Privé sous contrat. Les premiers résultats du protocole signé avec l'enseignement catholique (SGEC) pour favoriser la mixité dans les établissements privés sous contrat seront accessibles dès le mois de septembre. Un travail sur le contrôle de ces derniers (pédagogiques, administratif et financier) sera accru dès cette année. Interrogée sur un financement de l'enseignement privé sous contrat par les Régions, suite à un article de Mediapart (voir Touteduc ici), la ministre indique que si théoriquement la loi limite ces financements à 10 % des recettes des établissements, avec une exception pour les établissements techniques, il pourrait y avoir là “une manière biaisée de financer ces établissements“.
Numérique. Près de 200 collèges sont candidats à l'interdiction (totale) des téléphones portables dès la rentrée, pour une généralisation prévue dès janvier prochain. Il s'agit, en supprimant l'utilisation pendant la classe mais aussi pendant les temps de récréation et de pause méridienne, d'éviter les photographies qui circulent ensuite sur les réseaux sociaux. En outre, l'Education nationale devra “se doter de sa propre feuille de route sur l'Intelligence artificielle (IA)“.
Territoires. L'école “symbolise la présence des Services publics (..) sur le territoire“, ce qui “nous oblige à établir un lien extrêmement étroit avec les collectivités territoriales“. Dans le processus d'élaboration de la carte scolaire du 1er degré, aucune action n'est possible “sans dialogue soutenu avec les élus“, c'est pourquoi il faudrait signer une “convention procédurale“ pour cadrer la mise en place d'observatoires des dynamiques rurales (certains existant déjà). Si des réponses n'ont pas été apportées au plan d'urgence pour l'école demandé par plusieurs syndicats pour le département de Seine-Saint-Denis, la ministre de l'Education évoque différentes études sur la question, notamment au regard de difficultés qui peuvent également se retrouver “dans l'académie de Versailles“. Un travail que devra cependant conduire “un ministre pas démissionnaire“. En Nouvelle-Calédonie, Caroline Pascal (directrice générale de l'enseignement scolaire) a expliqué que des textes d'aménagement des examens vont être pris (en raison des difficultés liées à la dégradation d'établissements, à des problèmes de transport, etc.).
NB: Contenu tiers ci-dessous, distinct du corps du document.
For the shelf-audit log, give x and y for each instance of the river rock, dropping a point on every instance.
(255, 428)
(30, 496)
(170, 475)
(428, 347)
FSDAP. Le fonds de soutien au développement des activités périscolaires, explique encore Nicole Belloubet, “sera un sujet de la prochaine Loi de finances“ pour lequel il conviendrait d'avoir un discours “de cohérence (..) pour construire une harmonisation entre les temps scolaire et périscolaire.“
Handicap. 3 000 postes d'AESH supplémentaires sont prévus pour la rentrée. Ce qui porte à 88 500 le nombre d'ETP total. En raison du fort accroissement de leur nombre, un travail est “à construire“ suite à la promesse d'un plan métier (statut, validation des acquis, évolution de carrière) promis lors du dernier Conseil national du Handicap (CNH).
Vie affective. Les programmes d'éducation à la vie affective et relationnelle (et sexuelle dans le second degré) sont “en cours de finalisation“, ils seront présentés au Conseil supérieur de l'éducation (CSE) “dès que possible“ et publiés, après quoi les 3 séances consacrées à la question pourront “immédiatement“ avoir lieu.